Od pierwszego spojrzenia
Na początku były litery,
poznawałam je, ciągle pytając
"co tu jest napisane?", gazety
niby badacz dzień w dzień oglądałam.
Dotykając czarnych znaczków na kartkach,
chciałam poznać każdy z osobna,
i próbując w mądre słowa je składać,
zaczynałam sylabizować,
w końcu czytać, szybko, płynnie,
zachłannie
- bajki, baśnie, elementarz Falskiego
i lektury nieco bardziej poważne,
dorastałam, gust zmieniał się ze mną;
bliskich sercu autorów przybyło
chociaż z wiekiem wzrok osłabł,
uwielbiam
chwile z książką - ona mi od dzieciństwa
czyni trudną codzienność znośniejszą.
Komentarze (45)
Książki zabierają nas w inny wymiar :)
Podoba się :)
Aniu podzielam te milosc do ksiazek. Ladnie o tym
napisalas. Moc serdecznosci.
Kocham książki.Nauczyłam się czytać gdy miałam 6 lat i
ta miłość trwa do dziś.Świetny wiersz.Pozdrawiam.
ile trudu od dziecka, ale warto;)
też lubię. Pozdrawiam Aniu :)
są takie tytuły
do których wracam po raz wtóry...
+ Pozdrawiam :)
ładny przekaz .. ja czytam trochę mniej .. Przygoda ..
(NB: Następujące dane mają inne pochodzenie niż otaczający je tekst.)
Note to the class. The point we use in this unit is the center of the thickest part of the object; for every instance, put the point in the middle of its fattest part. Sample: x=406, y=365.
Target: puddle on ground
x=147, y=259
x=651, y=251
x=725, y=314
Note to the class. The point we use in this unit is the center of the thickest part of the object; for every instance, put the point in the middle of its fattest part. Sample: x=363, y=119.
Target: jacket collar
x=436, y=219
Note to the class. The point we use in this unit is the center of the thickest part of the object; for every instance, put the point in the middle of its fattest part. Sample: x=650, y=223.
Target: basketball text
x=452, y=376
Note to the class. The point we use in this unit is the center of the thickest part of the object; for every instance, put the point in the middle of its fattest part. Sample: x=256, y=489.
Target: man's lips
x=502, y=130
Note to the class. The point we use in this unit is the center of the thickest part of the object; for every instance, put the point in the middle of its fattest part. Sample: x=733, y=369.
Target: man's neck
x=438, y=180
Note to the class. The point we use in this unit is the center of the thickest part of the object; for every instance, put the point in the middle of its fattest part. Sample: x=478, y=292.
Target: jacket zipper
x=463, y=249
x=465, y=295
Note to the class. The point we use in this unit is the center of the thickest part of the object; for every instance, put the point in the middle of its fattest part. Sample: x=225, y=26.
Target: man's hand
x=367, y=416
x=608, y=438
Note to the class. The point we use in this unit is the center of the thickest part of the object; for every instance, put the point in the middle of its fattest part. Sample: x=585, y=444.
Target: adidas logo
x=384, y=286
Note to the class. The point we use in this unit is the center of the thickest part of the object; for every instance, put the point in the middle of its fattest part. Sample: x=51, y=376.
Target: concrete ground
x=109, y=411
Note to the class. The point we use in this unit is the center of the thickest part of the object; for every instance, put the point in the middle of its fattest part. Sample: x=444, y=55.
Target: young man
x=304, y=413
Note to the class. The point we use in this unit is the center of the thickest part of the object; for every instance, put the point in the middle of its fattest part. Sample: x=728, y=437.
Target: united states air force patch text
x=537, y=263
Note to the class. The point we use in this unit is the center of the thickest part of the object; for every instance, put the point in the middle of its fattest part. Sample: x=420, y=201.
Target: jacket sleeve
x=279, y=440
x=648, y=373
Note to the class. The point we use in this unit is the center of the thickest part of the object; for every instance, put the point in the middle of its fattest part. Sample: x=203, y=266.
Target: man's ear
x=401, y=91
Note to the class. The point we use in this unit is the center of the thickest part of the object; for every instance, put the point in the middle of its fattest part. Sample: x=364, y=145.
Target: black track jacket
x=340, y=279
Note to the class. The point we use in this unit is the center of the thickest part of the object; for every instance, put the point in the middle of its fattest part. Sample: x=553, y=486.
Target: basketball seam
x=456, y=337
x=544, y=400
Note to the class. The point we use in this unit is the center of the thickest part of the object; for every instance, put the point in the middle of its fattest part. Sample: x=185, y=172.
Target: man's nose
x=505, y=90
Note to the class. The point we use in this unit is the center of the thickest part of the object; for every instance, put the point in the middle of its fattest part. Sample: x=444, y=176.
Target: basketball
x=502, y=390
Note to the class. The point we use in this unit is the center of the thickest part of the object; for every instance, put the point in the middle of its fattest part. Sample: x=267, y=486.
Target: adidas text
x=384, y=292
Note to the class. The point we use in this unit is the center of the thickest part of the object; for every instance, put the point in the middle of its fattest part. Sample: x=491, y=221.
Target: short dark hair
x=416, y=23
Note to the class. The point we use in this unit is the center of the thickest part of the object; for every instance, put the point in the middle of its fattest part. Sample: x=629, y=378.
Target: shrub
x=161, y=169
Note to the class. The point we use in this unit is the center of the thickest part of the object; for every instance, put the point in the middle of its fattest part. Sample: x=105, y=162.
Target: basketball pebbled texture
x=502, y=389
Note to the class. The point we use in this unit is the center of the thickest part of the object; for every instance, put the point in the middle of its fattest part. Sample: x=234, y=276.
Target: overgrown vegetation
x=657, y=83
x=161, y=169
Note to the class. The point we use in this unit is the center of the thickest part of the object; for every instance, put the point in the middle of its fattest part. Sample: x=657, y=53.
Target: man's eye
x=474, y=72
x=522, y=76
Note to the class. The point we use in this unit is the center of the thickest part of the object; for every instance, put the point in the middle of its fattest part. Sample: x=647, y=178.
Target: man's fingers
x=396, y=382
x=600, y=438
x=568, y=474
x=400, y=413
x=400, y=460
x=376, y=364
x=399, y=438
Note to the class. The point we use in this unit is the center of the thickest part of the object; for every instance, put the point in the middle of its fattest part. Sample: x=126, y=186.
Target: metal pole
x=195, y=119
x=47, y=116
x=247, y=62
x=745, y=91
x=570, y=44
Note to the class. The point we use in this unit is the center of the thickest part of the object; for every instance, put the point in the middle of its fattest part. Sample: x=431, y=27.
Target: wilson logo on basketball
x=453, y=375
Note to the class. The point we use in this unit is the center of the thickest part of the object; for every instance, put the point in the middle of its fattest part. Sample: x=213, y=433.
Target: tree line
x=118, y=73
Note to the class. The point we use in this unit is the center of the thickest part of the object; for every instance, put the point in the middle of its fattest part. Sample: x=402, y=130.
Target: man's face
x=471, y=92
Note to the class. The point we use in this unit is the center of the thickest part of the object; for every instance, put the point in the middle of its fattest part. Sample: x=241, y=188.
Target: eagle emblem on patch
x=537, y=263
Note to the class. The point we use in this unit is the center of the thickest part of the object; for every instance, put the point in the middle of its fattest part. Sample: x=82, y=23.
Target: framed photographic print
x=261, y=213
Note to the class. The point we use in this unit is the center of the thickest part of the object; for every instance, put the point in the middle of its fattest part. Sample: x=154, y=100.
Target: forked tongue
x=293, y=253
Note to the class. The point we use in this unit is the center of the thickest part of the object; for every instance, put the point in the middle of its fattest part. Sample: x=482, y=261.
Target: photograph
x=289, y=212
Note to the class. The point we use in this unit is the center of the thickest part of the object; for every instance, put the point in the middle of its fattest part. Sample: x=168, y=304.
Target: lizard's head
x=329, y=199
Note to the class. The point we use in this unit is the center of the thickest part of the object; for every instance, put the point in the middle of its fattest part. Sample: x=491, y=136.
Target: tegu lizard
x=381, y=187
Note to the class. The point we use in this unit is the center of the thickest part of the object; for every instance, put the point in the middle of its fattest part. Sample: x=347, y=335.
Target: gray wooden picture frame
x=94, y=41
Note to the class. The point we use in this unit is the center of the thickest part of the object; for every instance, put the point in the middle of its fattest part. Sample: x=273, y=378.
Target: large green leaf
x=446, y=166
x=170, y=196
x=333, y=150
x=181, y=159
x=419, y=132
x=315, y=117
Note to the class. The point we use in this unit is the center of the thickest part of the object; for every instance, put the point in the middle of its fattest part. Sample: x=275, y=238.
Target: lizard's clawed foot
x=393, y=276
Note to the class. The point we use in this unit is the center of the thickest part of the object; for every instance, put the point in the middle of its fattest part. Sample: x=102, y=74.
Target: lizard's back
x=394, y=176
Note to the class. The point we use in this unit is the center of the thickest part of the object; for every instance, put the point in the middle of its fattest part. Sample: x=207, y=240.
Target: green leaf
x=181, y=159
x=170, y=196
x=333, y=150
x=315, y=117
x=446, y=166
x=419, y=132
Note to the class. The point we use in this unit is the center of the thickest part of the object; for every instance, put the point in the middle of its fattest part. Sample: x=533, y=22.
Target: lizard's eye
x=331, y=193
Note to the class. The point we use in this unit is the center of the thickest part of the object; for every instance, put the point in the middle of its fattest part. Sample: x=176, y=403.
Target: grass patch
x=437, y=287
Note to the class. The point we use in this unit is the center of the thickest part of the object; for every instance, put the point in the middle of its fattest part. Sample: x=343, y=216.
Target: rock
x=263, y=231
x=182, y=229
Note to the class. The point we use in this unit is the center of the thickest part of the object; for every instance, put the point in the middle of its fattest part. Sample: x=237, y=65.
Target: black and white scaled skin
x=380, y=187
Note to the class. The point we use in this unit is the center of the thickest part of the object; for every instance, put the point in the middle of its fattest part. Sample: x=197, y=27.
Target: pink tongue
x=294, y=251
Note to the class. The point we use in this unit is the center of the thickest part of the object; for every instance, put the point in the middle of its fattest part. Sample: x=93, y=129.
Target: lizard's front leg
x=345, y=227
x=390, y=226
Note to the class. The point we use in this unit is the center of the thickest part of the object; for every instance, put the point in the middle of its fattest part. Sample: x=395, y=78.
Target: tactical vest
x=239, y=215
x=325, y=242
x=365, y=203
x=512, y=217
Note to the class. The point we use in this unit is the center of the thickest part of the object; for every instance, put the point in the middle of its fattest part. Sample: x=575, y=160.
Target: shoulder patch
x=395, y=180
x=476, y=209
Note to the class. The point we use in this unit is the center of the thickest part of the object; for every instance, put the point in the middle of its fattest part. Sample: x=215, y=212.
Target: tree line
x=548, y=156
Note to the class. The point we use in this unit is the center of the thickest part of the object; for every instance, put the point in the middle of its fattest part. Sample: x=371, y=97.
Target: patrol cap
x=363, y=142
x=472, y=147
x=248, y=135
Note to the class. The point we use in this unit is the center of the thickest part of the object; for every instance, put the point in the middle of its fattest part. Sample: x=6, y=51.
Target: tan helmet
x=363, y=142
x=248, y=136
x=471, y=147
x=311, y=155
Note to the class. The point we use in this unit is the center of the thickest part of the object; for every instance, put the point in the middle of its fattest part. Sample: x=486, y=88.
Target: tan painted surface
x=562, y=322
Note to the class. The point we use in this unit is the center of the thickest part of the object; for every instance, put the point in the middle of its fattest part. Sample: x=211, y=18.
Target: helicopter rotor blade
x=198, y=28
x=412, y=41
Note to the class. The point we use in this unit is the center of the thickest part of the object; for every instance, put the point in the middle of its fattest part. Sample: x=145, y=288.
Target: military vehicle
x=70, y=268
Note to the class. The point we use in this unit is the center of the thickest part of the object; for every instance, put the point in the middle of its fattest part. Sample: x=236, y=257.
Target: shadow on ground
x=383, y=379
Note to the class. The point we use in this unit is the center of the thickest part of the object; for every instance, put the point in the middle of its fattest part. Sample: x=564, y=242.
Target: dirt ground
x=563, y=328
wojna .. kryminały .. historia ..
"uwielbiam chwile z książką" - tak jak ja :)
Napisałem nawet o tym sonet i zamieściłem tutaj kilka
dniu temu.
Dobre przesłanie. Pozdrawiam.
Czytelny przekaz :)
Pozdrawiam, Aniu.
tak właśnie zaczyna się nauka od małego brzdąca, od
mama, a co to? poprzez obrazki, czarne znaczki,
cyferki i zwierzaczki aż do atmosferki i tablicy
Mendelejewa, aż dochodzi do pisania wierszy, wydawania
książek itd.itp.Pozdrawiam...
Książka to możliwość "zaszycia" się w inny, tylko
"mój" świat.
Pozdrawiam serdecznie:)
Witaj,
seredecznie dziękuję za podpowiedź - to jest to...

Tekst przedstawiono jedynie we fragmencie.